Saturday, February 21, 2015

Another Denim Repair

I've been busy working on clothing repairs for the past couple of days, with a desire to seriously pared down the number of items sitting in the Repair Basket in my Sewing Room.  This basket has a tendency to grow and I am admittedly slothful about clearing these items out, as evidenced from a picture I took in 2012.

I'm happy to say the basket is not as full now as it was then, partly because I've also been purging items that were not worth the effort of repairing.  One such item could easily be my daughter's favorite pair of Levi's.  Instead, I spent time today repairing them.

The inside legs of these jeans were badly worn out, and upon inspection I found that this would be the second time I've done some type of repair on them.  So my usual patch job would not do this time.

The crotch area, however, was still in good shape.

I remember seeing this add in the August 2012 issue of InStyle magazine and thought this would be a great way to repair worn out pant and jean legs.

I found another pair of jeans that I decided to save for the fabric as opposed to repairing.  This fabric had the same stretch as the Levi's and would be a nice contrast.  I couldn't, however, take the contrast down the entire leg as shown because there were worn areas on the repair fabric, too.

Then I remembered this Ralph Lauren ad I saved from a Vogue magazine several years ago.  I liked the contrast on the pant legs, which extended just below the pant's knee.

I set about making a pattern to replace the worn area on the Levi's.

I then cut the contrast panel pattern, test-fit it on the worn Levi's leg, added markings to the pattern piece and cut the pattern from the contrast fabric.

I trimmed away bulk in the contrast panels' existing seam lines and 1/2-inch from each upper point.

I pressed under 1/4-inch around the entire contrast panel, applied basting tape to the pressed edges, and pressed the panel in the worn areas.

I top stitched around each panel, and proceeded to turn the legs inside out to cut away the original worn-out areas.  It was then I decided to run a second line of top stitching as reinforcement.

I noticed there were a couple of worn areas which were very close to, if not outside of, the contrast panel's stitch line, so I ironed on a denim reinforcement square on these spots and zig-zagged on those vulnerable areas.

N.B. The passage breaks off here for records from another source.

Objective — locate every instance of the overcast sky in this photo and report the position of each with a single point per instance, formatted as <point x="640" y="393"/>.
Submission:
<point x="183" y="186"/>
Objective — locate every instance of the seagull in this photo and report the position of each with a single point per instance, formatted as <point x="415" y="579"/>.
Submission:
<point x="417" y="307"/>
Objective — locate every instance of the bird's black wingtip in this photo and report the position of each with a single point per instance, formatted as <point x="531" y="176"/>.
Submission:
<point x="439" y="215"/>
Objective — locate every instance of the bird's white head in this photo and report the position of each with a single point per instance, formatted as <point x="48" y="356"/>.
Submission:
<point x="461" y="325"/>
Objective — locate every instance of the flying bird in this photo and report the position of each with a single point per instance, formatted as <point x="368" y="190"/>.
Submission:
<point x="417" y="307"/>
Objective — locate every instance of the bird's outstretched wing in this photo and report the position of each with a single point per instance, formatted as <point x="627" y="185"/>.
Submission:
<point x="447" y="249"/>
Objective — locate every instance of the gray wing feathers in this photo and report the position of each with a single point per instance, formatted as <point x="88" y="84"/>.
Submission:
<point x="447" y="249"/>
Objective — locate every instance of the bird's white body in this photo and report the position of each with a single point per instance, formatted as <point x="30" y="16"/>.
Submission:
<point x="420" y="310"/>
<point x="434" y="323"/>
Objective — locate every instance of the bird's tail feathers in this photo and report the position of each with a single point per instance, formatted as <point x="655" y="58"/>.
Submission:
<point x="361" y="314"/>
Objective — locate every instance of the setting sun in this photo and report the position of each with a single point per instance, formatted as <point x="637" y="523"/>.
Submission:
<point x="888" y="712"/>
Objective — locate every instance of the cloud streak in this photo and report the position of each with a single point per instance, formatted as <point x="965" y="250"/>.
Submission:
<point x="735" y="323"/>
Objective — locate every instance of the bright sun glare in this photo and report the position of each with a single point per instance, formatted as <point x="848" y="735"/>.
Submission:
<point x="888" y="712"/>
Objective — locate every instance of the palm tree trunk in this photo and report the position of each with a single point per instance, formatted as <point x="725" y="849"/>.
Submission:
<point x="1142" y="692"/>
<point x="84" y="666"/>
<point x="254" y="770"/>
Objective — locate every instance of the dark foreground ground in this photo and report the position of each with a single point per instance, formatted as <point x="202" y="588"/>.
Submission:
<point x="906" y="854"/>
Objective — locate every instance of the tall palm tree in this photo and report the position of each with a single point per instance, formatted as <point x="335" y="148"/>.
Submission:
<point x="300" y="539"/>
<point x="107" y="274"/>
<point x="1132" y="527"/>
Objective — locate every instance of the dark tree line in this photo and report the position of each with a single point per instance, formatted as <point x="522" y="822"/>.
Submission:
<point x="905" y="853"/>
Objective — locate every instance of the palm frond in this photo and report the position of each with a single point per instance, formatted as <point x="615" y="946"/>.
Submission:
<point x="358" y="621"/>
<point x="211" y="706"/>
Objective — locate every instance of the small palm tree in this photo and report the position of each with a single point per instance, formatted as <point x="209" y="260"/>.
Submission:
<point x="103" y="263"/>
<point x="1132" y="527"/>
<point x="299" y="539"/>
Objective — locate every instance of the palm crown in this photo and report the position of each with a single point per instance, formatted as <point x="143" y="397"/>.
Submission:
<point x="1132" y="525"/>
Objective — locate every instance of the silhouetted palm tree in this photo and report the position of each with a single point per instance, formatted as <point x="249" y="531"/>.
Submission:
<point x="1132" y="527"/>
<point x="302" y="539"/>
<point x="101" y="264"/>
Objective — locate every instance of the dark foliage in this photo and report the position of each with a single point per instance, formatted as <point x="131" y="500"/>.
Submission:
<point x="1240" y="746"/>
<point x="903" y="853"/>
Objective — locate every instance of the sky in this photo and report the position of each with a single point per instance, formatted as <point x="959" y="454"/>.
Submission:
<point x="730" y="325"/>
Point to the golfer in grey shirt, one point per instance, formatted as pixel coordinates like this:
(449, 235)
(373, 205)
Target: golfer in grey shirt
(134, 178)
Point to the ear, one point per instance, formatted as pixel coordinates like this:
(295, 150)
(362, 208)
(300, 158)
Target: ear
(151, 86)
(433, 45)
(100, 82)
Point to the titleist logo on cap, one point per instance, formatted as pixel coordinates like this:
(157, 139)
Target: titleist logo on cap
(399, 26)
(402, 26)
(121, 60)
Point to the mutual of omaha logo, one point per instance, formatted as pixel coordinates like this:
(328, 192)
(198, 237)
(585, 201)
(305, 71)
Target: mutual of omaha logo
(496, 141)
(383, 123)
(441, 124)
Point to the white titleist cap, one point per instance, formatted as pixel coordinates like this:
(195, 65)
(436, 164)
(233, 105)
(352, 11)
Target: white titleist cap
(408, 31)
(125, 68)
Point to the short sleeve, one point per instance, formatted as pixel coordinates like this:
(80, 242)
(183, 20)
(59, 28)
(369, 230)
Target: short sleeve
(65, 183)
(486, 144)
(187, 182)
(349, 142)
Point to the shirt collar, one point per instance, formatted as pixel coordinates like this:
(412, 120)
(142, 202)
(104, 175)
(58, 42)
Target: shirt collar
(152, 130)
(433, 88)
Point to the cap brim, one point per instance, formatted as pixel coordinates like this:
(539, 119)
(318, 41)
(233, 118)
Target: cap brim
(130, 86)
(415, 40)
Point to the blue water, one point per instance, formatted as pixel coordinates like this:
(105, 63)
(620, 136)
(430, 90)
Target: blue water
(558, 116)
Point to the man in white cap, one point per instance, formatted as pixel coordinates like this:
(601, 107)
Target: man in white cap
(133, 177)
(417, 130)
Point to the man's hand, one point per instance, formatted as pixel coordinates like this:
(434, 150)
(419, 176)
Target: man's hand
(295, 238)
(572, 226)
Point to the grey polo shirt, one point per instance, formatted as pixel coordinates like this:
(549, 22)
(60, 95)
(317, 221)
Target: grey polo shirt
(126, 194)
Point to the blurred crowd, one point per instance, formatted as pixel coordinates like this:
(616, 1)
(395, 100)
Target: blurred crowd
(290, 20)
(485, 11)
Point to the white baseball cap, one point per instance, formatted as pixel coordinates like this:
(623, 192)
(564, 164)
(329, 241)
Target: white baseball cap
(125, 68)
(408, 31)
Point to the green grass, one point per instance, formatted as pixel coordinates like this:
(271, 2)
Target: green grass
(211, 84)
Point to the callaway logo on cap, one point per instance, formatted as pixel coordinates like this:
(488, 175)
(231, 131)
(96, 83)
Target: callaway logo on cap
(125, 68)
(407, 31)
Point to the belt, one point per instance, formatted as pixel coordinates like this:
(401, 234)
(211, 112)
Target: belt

And, here are the repaired Levi's.  Emanne is back on campus and unable to try them on, but I'm hoping to get her virtual "thumbs up" approval when she reads this post.

Be blessed!



  1. I find this very interesting! Very nice use of fabric without throwing out the whole thing. I didn't notice any comment yet, what did your daughter think of them? I know my pants wear out in almost the exact same area, as does my youngest daughters pants.

    1. I'm not sure how much more wear she got out of the jeans, but she actually loved how the repair looked. Just the right amount of distressing and shabby-chic, I guess!